Frontera Jennifer A, Moatti Joseph, de los Reyes Kenneth M, McCullough Stephen, Moyle Henry, Bederson Joshua B, Patel Aman
Cerebrovascular Center, Cleveland Clinic, Cleveland, Ohio, USA.
J Neurointerv Surg. 2014 Jan;6(1):65-71. doi: 10.1136/neurintsurg-2012-010544. Epub 2012 Dec 7.
Stent-assisted coiling (SAC) of unruptured intracranial aneurysms is a treatment alternative to clipping or coiling, although high complication and procedure-related mortality rates have been reported.
A retrospective study was conducted of patients undergoing SAC, coiling or clipping of unruptured intracranial aneurysms between 2003 and 2010. Rates of residual aneurysm, recanalization, complications, cost (adjusted to 2010), length of stay (LOS) and outcome were compared between groups.

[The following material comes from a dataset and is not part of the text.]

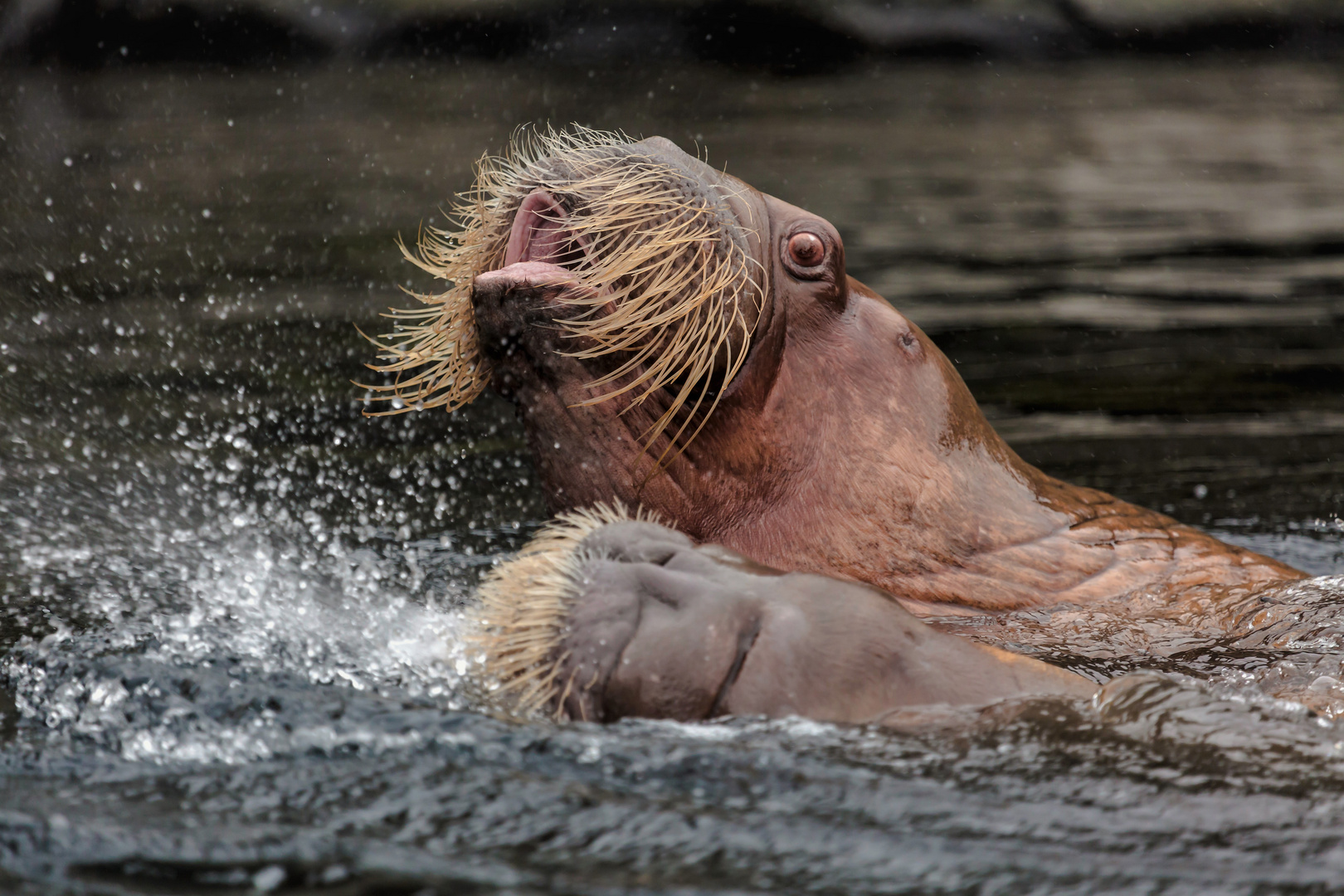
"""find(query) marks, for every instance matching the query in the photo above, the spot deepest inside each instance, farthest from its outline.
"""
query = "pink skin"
(847, 445)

Of 116 subjects, 47 underwent SAC, 33 coiling and 36 clipping. The groups were similar in age, gender and aneurysm location, although the SAC group had significantly larger aneurysms with wider necks (p=0.001). Patients who underwent SAC had more residual aneurysm after initial treatment than those treated with coiling or clipping (75%, 52% and 19%, respectively, p<0.0001), but this difference was smaller at follow-up angiography (50%, 50% and 17% residual, respectively) and was not significant after adjusting for baseline aneurysm and neck size. SAC was not associated with increased recanalization, requirement for additional treatment, mortality or complications after adjusting for aneurysm and neck size. Patients who underwent SAC and those who underwent coiling were more likely to have a good discharge disposition than patients treated with clipping (100% vs 91%, p=0.042). LOS was significantly shorter for patients who underwent SAC or coiling compared with those treated with clipping (p<0.0001). The overall direct cost was higher for patients who underwent SAC than for those treated with coiling or clipping (median $22 544 vs $12 933 vs $14 656, p=0.001), even after adjusting for aneurysm and neck size, LOS and retreatment.
SAC is a safe alternative to coiling or clipping of unruptured aneurysms but it is currently more expensive.
未破裂颅内动脉瘤的支架辅助弹簧圈栓塞术(SAC)是一种替代夹闭术或单纯弹簧圈栓塞术的治疗方法,尽管已有报道称其并发症和手术相关死亡率较高。
对2003年至2010年间接受SAC、单纯弹簧圈栓塞术或夹闭术治疗未破裂颅内动脉瘤的患者进行回顾性研究。比较各组之间的残余动脉瘤发生率、再通率、并发症、费用(调整至2010年)、住院时间(LOS)及预后情况。
116例患者中,47例行SAC,33例行单纯弹簧圈栓塞术,36例行夹闭术。各组患者在年龄、性别及动脉瘤位置方面相似,尽管SAC组的动脉瘤明显更大且瘤颈更宽(p = 0.001)。接受SAC治疗的患者在初始治疗后残余动脉瘤的比例高于单纯弹簧圈栓塞术或夹闭术治疗的患者(分别为75%、52%和19%,p < 0.0001),但在随访血管造影时这种差异较小(残余比例分别为50%、50%和17%),在对基线动脉瘤和瘤颈大小进行校正后差异无统计学意义。在对动脉瘤和瘤颈大小进行校正后,SAC与再通增加、额外治疗需求、死亡率或并发症无关。与接受夹闭术的患者相比,接受SAC和单纯弹簧圈栓塞术的患者出院时预后良好的可能性更大(100%对91%,p = 0.042)。与接受夹闭术的患者相比,接受SAC或单纯弹簧圈栓塞术的患者住院时间明显更短(p < 0.0001)。即使在对动脉瘤和瘤颈大小、住院时间及再次治疗进行校正后,接受SAC治疗的患者的总体直接费用仍高于接受单纯弹簧圈栓塞术或夹闭术的患者(中位数分别为22544美元对12933美元对14656美元,p = 0.001)。
SAC是未破裂动脉瘤单纯弹簧圈栓塞术或夹闭术的一种安全替代方法,但目前费用更高。